Suitable Java data structure for parsing large data file
I have a rather large text file (~4m lines) I'd like to parse and I'm looking for advice about a suitable data structure in which to store the data. The file contains lines like the following:
Date Time Value 2011-11-30 09:00 10 2011-11-30 09:15 5 2011-12-01 12:42 14 2011-12-01 19:58 19 2011-12-01 02:03 12
I want to group the lines by date so my initial thought was to use a TreeMap<String, List<String>> to map the date to the rest of the line but is a TreeMap of Lists a ridiculous thing to do? I suppose I could replace the String key with a date object (to eliminate so many string comparisons) but it's the List as a value that I'm worried might be unsuitable.
I'm using a TreeMap because I want to iterate the keys in date order.
is a TreeMap of Lists a ridiculous thing to do?
Conceptually not, but it is going to be very memory-inefficient (both because of the Map and because of the List). You're looking at an overhead of 200% or more.
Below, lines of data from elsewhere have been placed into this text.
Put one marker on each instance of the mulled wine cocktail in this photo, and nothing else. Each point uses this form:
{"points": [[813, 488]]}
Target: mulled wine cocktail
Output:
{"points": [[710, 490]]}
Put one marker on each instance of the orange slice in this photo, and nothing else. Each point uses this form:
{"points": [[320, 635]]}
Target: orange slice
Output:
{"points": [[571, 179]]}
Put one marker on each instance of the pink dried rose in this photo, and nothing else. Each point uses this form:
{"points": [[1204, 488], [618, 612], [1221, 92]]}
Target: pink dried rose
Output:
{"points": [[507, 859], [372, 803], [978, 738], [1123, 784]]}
Which may or may not be acceptable, depending on how much memory you have to waste.
For a more memory-efficient solution, create a class that has fields for every column (including a Date), put all those in a List and sort it (ideally using quicksort) when you're done reading.
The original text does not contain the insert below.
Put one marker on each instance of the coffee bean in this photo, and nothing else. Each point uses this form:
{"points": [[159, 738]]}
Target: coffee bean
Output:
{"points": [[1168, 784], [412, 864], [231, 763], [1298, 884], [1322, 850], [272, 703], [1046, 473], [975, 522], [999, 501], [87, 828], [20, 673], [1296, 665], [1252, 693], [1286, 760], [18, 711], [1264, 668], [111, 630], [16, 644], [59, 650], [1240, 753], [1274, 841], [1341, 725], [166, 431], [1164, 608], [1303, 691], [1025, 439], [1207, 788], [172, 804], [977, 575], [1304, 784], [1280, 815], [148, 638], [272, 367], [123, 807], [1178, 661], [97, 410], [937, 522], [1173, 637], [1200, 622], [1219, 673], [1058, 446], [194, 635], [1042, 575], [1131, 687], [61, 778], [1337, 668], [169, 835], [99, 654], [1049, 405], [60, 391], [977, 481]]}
There's nothing wrong with using a List as the value for a Map. All of those <> look ugly, but it's perfectly fine to put a generics class inside of a generics class.
Instead of using a String as the key, it would probably be better to use java.util.Date because the keys are dates. This will allow the TreeMap to more accurately sort the dates. If you store the dates as Strings, then the TreeMap may not properly sort the dates (they will be sorted as strings, not as "real" dates).
Map<Date, List<String>> map = new TreeMap<Date, List<String>>();
There is no objection against using Lists. Though in your case maybe a List<Integer> as values of the Map would be appropriate.